“Kalian ini kenapa, sih!?” pekik Intan, lelah dengan persaingan tak kasat mata di hadapannya. Ia mencoba melerai, menarik tangan Kang Miftah dan mendorong bahu Kang Dimas. Namun, kakinya yang bersandal jepit terpeleset di atas genangan air bekas cucian udang dan rebon.
Intan limbung, jatuh tergelincir, dan kakinya terkilir. Pandangan matanya mendadak gelap.
****
Matahari mulai condong ke barat. Aroma terasi yang menyengat dari pabrik-pabrik di sepanjang desa nelayan Tuban selalu menemani kepulangan Mak Rupiyah. Langkah kakinya yang ringkih membawa penat seharian mengolah rebon dan garam. Tubuhnya adalah monumen ketegaran.
Suaminya direnggut badai saat melaut bertahun-tahun lalu. Almarhum meninggalkan Mak Rupiyah seorang diri membesarkan Intan, putri semata wayangnya.
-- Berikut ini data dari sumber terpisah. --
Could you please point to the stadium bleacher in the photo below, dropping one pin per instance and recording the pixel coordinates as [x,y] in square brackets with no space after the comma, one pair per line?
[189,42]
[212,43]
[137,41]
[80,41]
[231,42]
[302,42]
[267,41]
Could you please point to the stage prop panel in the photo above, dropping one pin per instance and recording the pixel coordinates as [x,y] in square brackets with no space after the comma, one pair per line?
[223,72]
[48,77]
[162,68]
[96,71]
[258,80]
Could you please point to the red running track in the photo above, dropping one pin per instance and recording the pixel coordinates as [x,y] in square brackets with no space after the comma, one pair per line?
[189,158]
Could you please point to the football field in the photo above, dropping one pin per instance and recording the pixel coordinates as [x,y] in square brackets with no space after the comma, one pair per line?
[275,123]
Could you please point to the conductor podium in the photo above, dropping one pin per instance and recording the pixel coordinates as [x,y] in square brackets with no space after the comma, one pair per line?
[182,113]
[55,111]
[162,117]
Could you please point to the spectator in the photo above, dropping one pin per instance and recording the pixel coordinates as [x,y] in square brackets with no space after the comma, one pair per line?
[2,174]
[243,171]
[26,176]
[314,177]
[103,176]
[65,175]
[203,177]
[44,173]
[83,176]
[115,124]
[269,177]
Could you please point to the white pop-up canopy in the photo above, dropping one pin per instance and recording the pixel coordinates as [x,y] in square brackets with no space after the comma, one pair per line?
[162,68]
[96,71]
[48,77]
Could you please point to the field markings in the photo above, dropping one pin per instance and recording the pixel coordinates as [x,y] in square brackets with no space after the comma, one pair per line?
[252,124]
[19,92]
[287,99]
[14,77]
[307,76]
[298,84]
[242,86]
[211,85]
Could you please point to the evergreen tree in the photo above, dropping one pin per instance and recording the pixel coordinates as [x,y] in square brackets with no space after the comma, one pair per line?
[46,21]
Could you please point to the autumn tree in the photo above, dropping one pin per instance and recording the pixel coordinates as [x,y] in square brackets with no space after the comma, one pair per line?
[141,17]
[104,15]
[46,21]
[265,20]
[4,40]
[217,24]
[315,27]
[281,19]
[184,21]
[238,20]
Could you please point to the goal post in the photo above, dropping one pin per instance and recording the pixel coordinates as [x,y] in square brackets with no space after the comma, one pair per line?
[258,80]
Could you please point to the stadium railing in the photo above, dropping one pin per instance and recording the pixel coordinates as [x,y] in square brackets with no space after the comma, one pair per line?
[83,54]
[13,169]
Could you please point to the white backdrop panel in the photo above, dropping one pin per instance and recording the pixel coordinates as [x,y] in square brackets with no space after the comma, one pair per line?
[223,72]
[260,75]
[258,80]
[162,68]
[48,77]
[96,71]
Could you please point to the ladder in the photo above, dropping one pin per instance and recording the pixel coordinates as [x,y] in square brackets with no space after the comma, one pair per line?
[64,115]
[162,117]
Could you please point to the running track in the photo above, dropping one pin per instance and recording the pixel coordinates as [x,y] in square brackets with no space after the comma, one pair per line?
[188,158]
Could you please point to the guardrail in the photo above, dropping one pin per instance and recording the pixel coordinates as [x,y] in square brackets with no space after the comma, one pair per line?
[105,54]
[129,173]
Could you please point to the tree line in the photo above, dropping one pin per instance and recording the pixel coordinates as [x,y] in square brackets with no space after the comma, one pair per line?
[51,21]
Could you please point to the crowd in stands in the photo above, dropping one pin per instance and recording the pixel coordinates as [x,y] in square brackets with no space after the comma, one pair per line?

Intan kini sudah mulai beranjak dewasa. Gadis berkerudung itu tengah kuliah semester akhir dan magang di sebuah bank syariah. Parasnya manis, senyumnya laksana embun menyejukkan, tetapi hatinya sering dilanda badai tak kalah hebat.
Dua pemuda berusaha menarik perhatiannya, seperti dua kutub magnet yang sama kuat. Pertama adalah Dimas, seorang mahasiswa cerdas yang baru saja meraih beasiswa penuh S2 ke Jepang. Cita-citanya setinggi Gunung Fuji dan setiap kata-katanya terbingkai masa depan yang cerah dan modern. Ia menjadi simbol kemajuan dan kesempatan bagi Intan untuk keluar dari desanya.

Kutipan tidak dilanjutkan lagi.